Windows ActiveState Perl: MSXML transformNodeToObject finally succeeded

Discussion in 'Perl Misc' started by tuser, Feb 17, 2006.

  1. tuser

    tuser Guest

    I have finally found a solution for my long-standing problem
    with Xslt-transformation under Windows ActiveState Perl and
    I thought that other people might have the same problem so I
    would like to share my solution with the group. I hope you
    don't mind this long post, here is the story:

    I had read an article by Shawn Ribordy on
    http://www.perl.com/pub/a/2001/04/17/msxml.html
    ('MSXML, It's Not Just for VB Programmers Anymore')
    in which he described how to do Xslt-transform on XML-files
    using the "transformNodeToObject" method of a Win32::OLE
    object.

    The following lines are copied straight from his article:

    >> $doc_to_transform->transformNodeToObject($style_sheet_doc,
    >> $transformed_doc);
    >> $transformed_doc->save("$new_xml_doc_file");


    "Great...", I thought, "...let's try this at home".

    So I sat down at my Windows XP computer (with Activestate
    v5.8.7 and the latest Msxml2.DOMDocument.4.0/SP2 installed),
    fired up notepad.exe and pasted Shawn's example straight
    into my perl program, and his example worked -- but that
    was as far as it got!

    When I started to use my own xslt-stylesheet, things went
    seriously wrong. Well, I knew that my own xslt-stylesheets
    had some problems, but I hoped (and expected) that the
    transformNodeToObject() method would throw something useful
    at me (which unfortunately it did not!) The problem was
    that Shawn's example did not have any error handling
    whatsoever.

    I googled every possible combination of (perl, xslt, msxml,
    win32, errorhandling) under the sun and I searched CPAN to
    destruction, but to no avail.

    Finally, after months of "pulling out my hair" I finally
    stumbled upon the following variables/functions which
    allowed me to correctly and reliably test for (almost)
    every possible error condition.
    - Win32::OLE::LastError()
    - $doc->{parseError}->{reason}
    - $doc->{parseError}->{line};
    - $doc->{parseError}->{linePos};
    - $doc->{parseError}->{srcText};

    With the improved error-handling, I was now able to
    experiment with different situations in my xslt-stylesheets.
    Here is what I experienced:

    XML-input-files: Use <?xml version='1.0' encoding='...'?>
    =========================================================
    In your XML-Input-Files, always specify the encoding in the
    first line <?xml version='1.0' encoding='...'?>. This is
    'ISO-8859-1' for plain old ASCII, but could also be 'UTF-8'
    or 'UTF-16' if your XML-Input-File is set-up this way.
    If you don't respect the correct encoding, you will end up
    with an error ("An invalid character was found in text
    content")

    XSLT-files: Use <?xml version='1.0' encoding='...'?>
    ====================================================
    In your XSLT-Files, always specify the encoding in the first
    line <?xml version='1.0' encoding='...'?>.
    Strictly speaking it is not necessary to specify the encoding
    in the first line of the XSLT-file, a simple
    <?xml version='1.0'?> is enough. but by doing so, you let
    Microsoft guess the encoding, which it does correctly in 95%
    of the cases. However, in the remaining 5% of the cases,
    Microsoft gets it wrong and you end up with an error
    ("Switch from current encoding to specified encoding not
    supported"). Consequently, I suggest to always specify the
    actual encoding directly in the first line of the XSLT-file.

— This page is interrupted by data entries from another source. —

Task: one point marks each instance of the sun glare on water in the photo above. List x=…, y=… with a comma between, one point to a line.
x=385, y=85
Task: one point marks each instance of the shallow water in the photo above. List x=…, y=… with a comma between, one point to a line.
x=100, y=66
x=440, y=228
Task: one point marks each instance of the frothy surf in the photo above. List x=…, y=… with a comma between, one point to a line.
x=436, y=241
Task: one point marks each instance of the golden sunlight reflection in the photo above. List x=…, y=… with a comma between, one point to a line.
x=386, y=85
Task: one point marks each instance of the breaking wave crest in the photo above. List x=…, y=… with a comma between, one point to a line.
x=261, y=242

    XSLT-files: Use <xsl:eek:utput encoding='ISO-8859-1'/>
    ===================================================
    It is more convenient to use
    <xsl:eek:utput encoding='ISO-8859-1'/> in your XSLT-file. This
    works very well, even with accented characters and Umlaute.
    You can use other encodings (such as
    <xsl:eek:utput encoding='UTF-8'/>), and the XML-Output-File
    will be displayed correctly in Internet Explorer, but then
    you will find it inconvenient that Notepad does not display
    the XML-Output-file correctly any more.

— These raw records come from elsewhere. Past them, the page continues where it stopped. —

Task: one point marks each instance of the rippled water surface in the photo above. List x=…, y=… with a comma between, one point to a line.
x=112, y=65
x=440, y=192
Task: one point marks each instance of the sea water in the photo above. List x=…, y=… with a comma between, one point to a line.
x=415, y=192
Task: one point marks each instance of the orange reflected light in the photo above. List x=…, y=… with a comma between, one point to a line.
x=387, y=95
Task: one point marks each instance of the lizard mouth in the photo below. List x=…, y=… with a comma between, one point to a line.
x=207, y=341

    XSLT-files: Use <xsl:eek:utput method='xml'/>
    ==========================================
    If you want to generate Html, you can do so easily by
    generating an XML file with its tags in Html-syntax
    (such as <p>, <table>, <hr/>, etc...). However, do not
    attempt to use <xsl:eek:utput method='html'/> in your XSLT-file,
    use <xsl:eek:utput method='xml'/> instead (even if you want to
    generate 'Html', think of 'XHtml' and use
    <xsl:eek:utput method='xml'/>). You may end in up tears when you
    discover that by using <xsl:eek:utput method='html'/>, your
    encoding does not work the way you want to. And you might
    even discover that '&#160' and/or '&nbsp' will cause an error
    after having erased your output-file! - Why is that so? - I
    don't know.
    The ultimate rule is: Never use 'html' as your method in
    <xsl:eek:utput method='...'/>, you must use
    <xsl:eek:utput method='xml'/> at all times.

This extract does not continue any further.